For this author, this self-reflexivity relates to the fundamental question as to why the artist chooses any medium or genre, foregrounding this or that cultural theme or formal component.  This author suggests that it may be a reflection of the identity of the artist, reflecting the native milieu and habitus.  This also follows with the use of Digital Minimalism as cultural choice, rather than merely an aesthetic strategy.  In this way, this author may be sympathetic to artists like Rothko, who looked at Minimalism as a spiritual or sublime form, but still reserve the ability to look at the digitally minimal as a form of cultural reflection.  Again, the double strategy of the analytical paired with the formal/reflective allows for simultaneous aspects of this approach within both the Postmodern and High Modernism.

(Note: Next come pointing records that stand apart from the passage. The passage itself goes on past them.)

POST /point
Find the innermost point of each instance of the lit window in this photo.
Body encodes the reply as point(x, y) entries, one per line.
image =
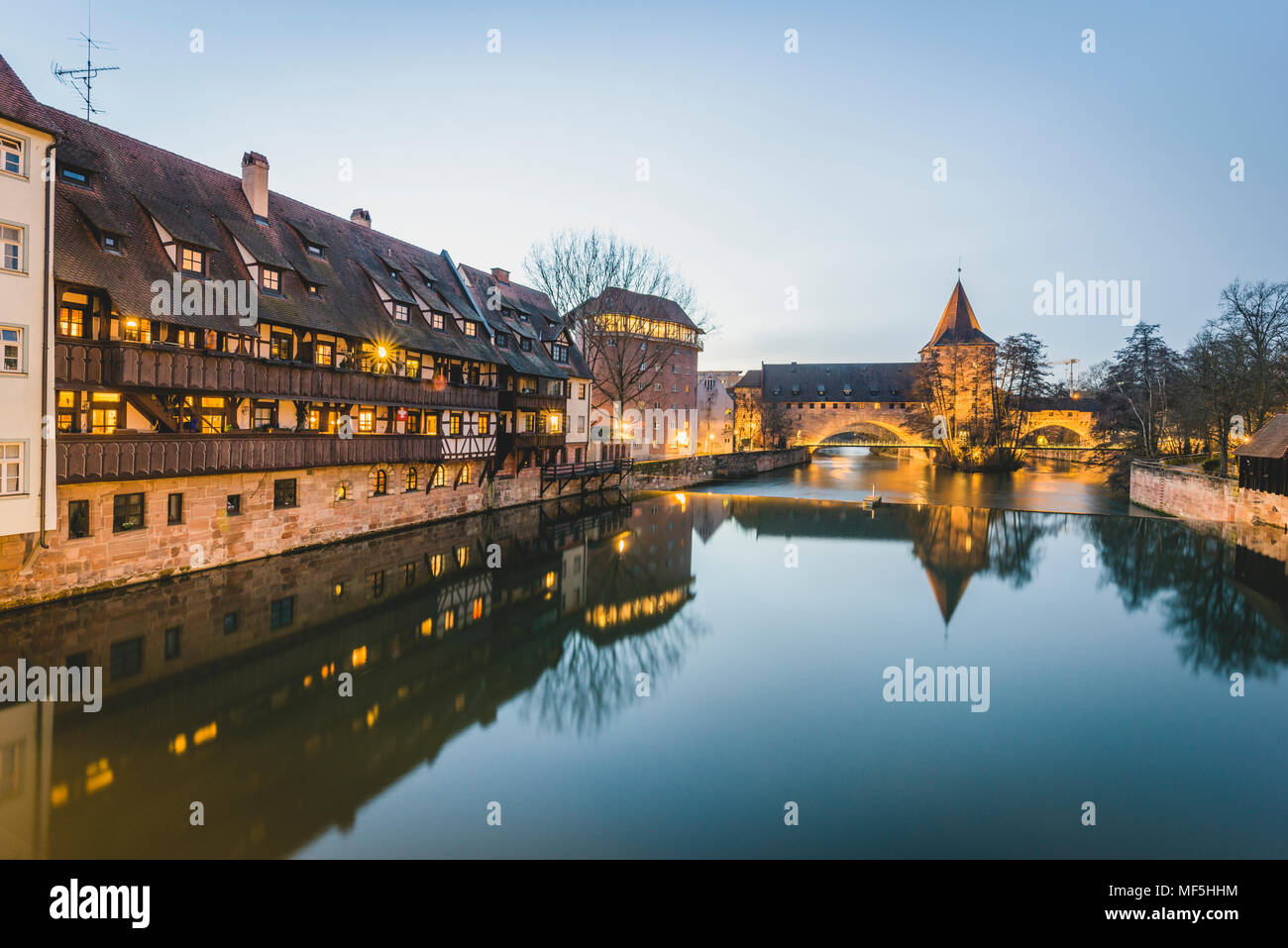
point(11, 248)
point(192, 261)
point(11, 155)
point(11, 350)
point(11, 468)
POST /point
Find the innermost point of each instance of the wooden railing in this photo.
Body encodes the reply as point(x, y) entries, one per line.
point(134, 456)
point(138, 366)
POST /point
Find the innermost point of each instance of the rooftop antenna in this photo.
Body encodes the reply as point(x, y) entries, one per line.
point(82, 80)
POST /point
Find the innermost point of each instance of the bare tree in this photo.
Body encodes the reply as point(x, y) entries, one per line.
point(578, 268)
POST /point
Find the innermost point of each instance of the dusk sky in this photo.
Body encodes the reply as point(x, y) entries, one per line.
point(767, 168)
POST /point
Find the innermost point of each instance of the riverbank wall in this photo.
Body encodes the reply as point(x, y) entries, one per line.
point(679, 473)
point(1197, 496)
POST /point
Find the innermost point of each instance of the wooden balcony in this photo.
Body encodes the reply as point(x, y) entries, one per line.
point(168, 369)
point(138, 455)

Politics of Digital Minimalism

The critical form of Digital Minimalism is highly political, as it is based on the idea of exploring the extant and historical, and uses the minimum amount of code and/or technology possible for the concept. It questions the notion of progress that is based upon the infinite progression of technologies into ever-expanding forms, jamming more and more processing power into the box while demanding endless capital to maintain that flow of “progress”.  It challenges the notion of technological determinism that defines the form of artworks as dependent on the “state of the art”, and invalidating works using previous, “obsolete” forms of media in terms of what is currently “the next big thing”. Digital Minimalism is aloof to the upgrade; it prefers the technically small to the large, and it prefers investigating the extant and the historical. One of its goals is not that of Luddism, but careful consideration and reflection upon culture and the representational forms it creates.  Therefore, Digital Minimalism aims to squeeze every last bit of potential out of extant technology, and every bit of meaning and reflection from between the 1 and the 0 it can when taken in its critical form.

Conclusion

From all of these cursory forays into my thoughts on the nature of Digital Minimalism, it should be clear that it does not stand for one thing, but describes a range of practices and strategies.  Conversely, these come from observations regarding the integration of digital techniques into contemporary art practice and the nature of the digital in art and culture when there is a rough transparence between many traditional and digital media.  Digital Minimalism can be pop, formal, transcendent or political, but its context and intent is related to a reflection upon its art-historical and cultural roots.  It is within this context that this author hopes that a clearer definition has been drawn regarding the nature of Digital Minimalism, its sources, and functions.